Il primo libro l’ho scritto nel '44 per partecipare ad un concorso
bandito da una casa editrice che cercava teisti nuovi per le lettrici
adolescenti. Era intitolato Britt Maj, e credo si possa
definirlo un romanzo rosa, o quasi. In seguito ne ho scritti altri
due dello stesso genere, Rati in Italia e Rati a Parigi,
che hanno avuto un discreto successo. Comunque si tratta di storie
sentimentali solo fino a un certo punto. Si parla d’amore, è vero,
ma le mie protagoniste ci arrivano dopo aver provato anche a vivere
per conto proprio, in perfetta autonomia. E quando si sposano la loro
è una scelta, non un destino inevitabile. Oggi, in Svezia, i romanzi
di questo tipo sono molto diffusi, e mi dicono che è così in tutto
il mondo. Trovo che alle bambine non faccia per niente male leggerli,
purché non leggano solo quelli. Sarebbe come rimpinzare un bambino
di dolci, senza mai fargli assaggiare il pane o la verdura».
E Pippi? «Pippi l’ha
inventata mia figlia. Era ammalata e voleva che le raccontassi una
storia di un personaggio al quale aveva trovato un nome buffo, per
l’appunto Pippi Calzelunghe. Così, a poco a poco, ho cominciato a
costruirle intorno una casa, un paese, e a popolarli di altri
personaggi. Poi ho scritto la storia e per diversi anni non mi è
riuscito di pubblicarla. Dicevano che era un libro troppo audace.
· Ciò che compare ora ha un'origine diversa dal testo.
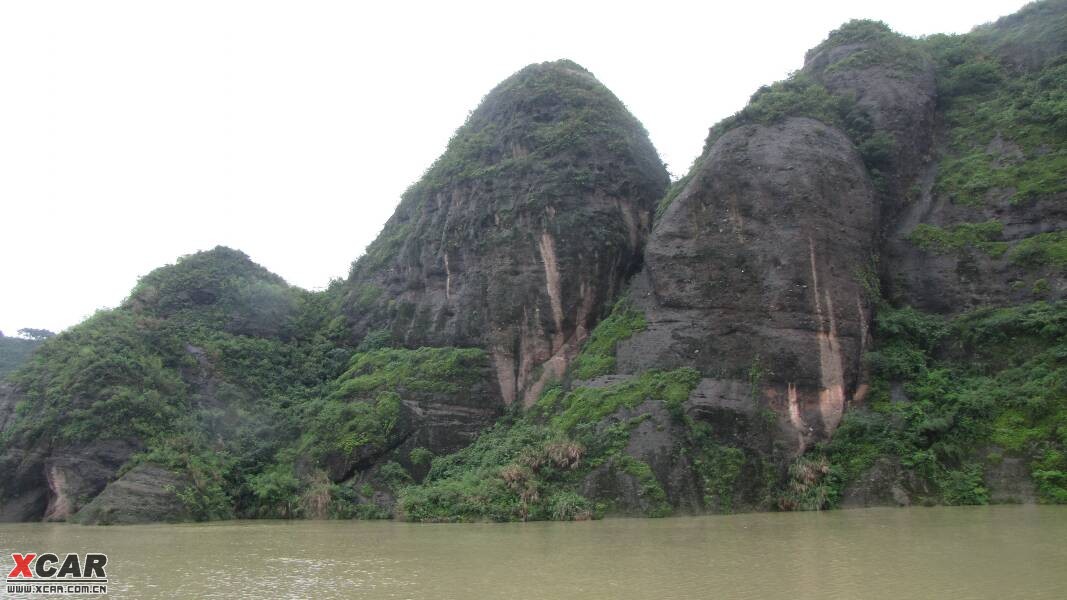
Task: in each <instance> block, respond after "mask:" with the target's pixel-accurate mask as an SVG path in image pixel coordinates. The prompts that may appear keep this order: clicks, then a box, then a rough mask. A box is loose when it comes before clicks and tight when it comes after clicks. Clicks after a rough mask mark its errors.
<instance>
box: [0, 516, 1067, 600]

Forse ai bambini piace proprio per questo. Ormai l’hanno tradotto
in tutto il mondo, ne hanno ricavato fumetti e film, ma non credo che
Pippi si sia montata la testa».
Pippi però non è la
sola bambina forte e intraprendente che Astrid Landgren ha creato: ci
sono anche Ronja, Martina, Britta, Ida, Lotta... Come mai questa
prevalenza di personaggi femminili diversi, nati per di più quando
di femminismo non si sentiva ancora parlare?
«Me lo hanno fatto
notare in parecchi. È vero: le mie bambine sono sempre forti,
energiche, coraggiose. Il fatto è che mi vengono così, non le
potrei immaginare in altro modo. Sono stata una bambina di campagna
che si arrampicava sugli alberi, saltavo giù dal tetto della
legnaia, correvo insieme ai maschi. E le donne adulte che mi
circondavano erano così: forti ed energiche, non avevano paura di
nulla, non si sottomettevano agli uomini ma tenevano loro testa.
Qualcuno ha scritto, del resto, che se nelle mie storie c’è
qualcuno da compatire sono i maschi, le mie bambine sono incapaci di
commiserarsi e di farsi commiserare».
Nei suoi libri, molto
spesso i bambini vivono da soli, in completa indipendenza dal mondo
degli adulti ai quali giocano dei tiri mancini. Cosa vuol dire: che i
più piccoli possono fare a meno dei grandi? «Certo che no. Credo
che ogni bambino abbia bisogno di un robusto appoggio familiare o
comunque di adulti che provvedano a loro e che garantiscano una
sicurezza materiale e psicologica. Solo che ai bambini, a tutti i
bambini, piace sognare così: liberi, capaci di far da sé. E poi è
inutile far finta di niente: educare un bambino significa sempre
esercitare un potere preciso su un altro individuo, e nel rapporto
bisogna mantenere un equilibrio, delicatissimo, tra autorità e
rispetto. Ma anche quando ci si riesce bisogna fare i conti con
rivolte sotterranee, con risentimenti, con fantasie di fuga. Pippi le
esprime gioiosamente, in positivo».
Pippi Calzelunghe
risultò, secondo un’inchiesta degli anni ’70, il libro che tutte
le studentesse dei colleges americani più impegnate politicamente
avevano prediletto da piccole. «La cosa mi è nuova e francamente mi
diverte. Vuol davvero dire che ognuno trova nei libri quel che gli
serve, nel momento in cui gli serve». Astrid Lindgren si arruffa
lentamente la frangetta di capelli bianchi che le incornicia il viso.
E' pentita di aver parlato troppo? Con un cenno della mano avverte
che l’intervista è finita, e si alza piano piano.